Bugbounter is not responsible under any circumstances for any damages such as: financial damage, commercial damage, loss of clientele, any disruption to business, loss of profits, loss of brand image, loss of Bug Bounty program, suffered by the Researcher that may result from the inexecution of these Terms & Conditions, which are deemed by express agreement to be consequential losses.
All notifications must be in writing, by the e-mail given by the Customer while registering the Platform or by the pop-ups published on the platform during login.
14. SUBCONTRACTING - ASSIGNMENT
Platform reserves the right to subcontract all or some of the services covered by these T&Cs to any company of its choosing.

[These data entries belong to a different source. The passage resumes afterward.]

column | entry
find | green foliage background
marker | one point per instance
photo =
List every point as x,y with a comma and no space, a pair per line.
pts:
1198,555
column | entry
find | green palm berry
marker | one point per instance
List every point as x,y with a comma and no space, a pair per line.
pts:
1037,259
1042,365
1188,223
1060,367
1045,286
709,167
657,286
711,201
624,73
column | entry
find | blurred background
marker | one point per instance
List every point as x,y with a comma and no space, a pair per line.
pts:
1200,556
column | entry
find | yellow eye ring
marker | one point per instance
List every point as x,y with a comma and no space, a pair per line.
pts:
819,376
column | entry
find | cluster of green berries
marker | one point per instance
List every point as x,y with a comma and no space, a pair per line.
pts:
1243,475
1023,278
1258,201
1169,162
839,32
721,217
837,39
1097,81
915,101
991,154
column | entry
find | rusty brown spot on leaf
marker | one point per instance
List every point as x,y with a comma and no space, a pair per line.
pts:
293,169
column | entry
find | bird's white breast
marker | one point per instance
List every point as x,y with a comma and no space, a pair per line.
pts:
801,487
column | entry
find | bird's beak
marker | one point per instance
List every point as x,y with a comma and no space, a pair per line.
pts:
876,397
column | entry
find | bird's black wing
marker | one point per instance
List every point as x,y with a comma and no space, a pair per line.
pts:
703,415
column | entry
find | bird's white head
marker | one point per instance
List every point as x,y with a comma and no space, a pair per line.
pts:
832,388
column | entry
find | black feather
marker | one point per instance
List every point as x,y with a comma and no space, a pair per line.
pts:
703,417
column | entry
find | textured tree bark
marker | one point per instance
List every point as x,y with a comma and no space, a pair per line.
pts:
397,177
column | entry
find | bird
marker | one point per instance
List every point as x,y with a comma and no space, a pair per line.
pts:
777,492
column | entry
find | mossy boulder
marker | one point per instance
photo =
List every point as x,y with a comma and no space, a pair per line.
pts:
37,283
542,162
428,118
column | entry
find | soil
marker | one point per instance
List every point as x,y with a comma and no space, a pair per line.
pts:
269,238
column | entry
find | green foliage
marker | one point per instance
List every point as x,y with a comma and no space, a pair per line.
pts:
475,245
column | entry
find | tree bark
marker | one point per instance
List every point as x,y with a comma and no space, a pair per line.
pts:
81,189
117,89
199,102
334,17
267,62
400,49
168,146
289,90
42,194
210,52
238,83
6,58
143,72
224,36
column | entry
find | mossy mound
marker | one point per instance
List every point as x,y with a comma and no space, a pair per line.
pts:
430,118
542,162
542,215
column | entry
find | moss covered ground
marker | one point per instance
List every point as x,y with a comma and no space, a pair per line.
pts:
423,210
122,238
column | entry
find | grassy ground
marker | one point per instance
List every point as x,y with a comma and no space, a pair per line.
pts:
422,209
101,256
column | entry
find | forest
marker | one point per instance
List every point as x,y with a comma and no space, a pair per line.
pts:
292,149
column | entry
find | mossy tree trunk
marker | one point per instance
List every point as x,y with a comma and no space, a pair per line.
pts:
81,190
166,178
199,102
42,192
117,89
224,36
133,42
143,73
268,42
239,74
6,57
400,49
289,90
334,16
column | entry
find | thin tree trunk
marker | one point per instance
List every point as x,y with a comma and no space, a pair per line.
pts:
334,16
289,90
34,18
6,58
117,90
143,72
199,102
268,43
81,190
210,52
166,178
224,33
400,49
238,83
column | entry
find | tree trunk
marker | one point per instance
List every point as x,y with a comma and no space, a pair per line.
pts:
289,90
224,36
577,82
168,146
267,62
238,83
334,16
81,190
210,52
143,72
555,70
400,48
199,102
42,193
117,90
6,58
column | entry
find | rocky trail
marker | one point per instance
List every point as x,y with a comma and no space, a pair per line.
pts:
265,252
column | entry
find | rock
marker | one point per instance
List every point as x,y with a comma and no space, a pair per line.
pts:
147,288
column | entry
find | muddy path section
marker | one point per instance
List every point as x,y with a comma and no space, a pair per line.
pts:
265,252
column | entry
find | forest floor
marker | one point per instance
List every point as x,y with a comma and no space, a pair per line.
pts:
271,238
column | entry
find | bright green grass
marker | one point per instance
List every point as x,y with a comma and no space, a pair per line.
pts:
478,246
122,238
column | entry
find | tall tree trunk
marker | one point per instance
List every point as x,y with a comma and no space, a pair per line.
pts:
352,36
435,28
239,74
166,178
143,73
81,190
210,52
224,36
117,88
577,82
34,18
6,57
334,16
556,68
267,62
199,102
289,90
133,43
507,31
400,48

Platform reserves the right to assign the contract to any third party of its choice. In any case, the Platform will inform Customer by email at the address stated at the time of registering in the event of the assignment or change of subcontracting.
15. APPLICABLE LAW
In the event of any legal dispute relating to the interpretation, formation, validity or execution of these T&Cs, BugBounter and the Customer expressly acknowledge that only Estonian law is applicable.
If no amicable arrangement is reached, in the event of a dispute relating to the interpretation, formation or execution of these T&Cs and if no amicable agreement or settlement is reached, BugBounter and the Customer shall grant express and exclusive competence to the competent courts of the Tallinn Appeal Court, notwithstanding multiple defendants or applications for interim measures or introduction of third parties or protective measures. If this stage is not respected, which remains the responsibility of the Researcher, BugBounter cannot be held liable in this regard.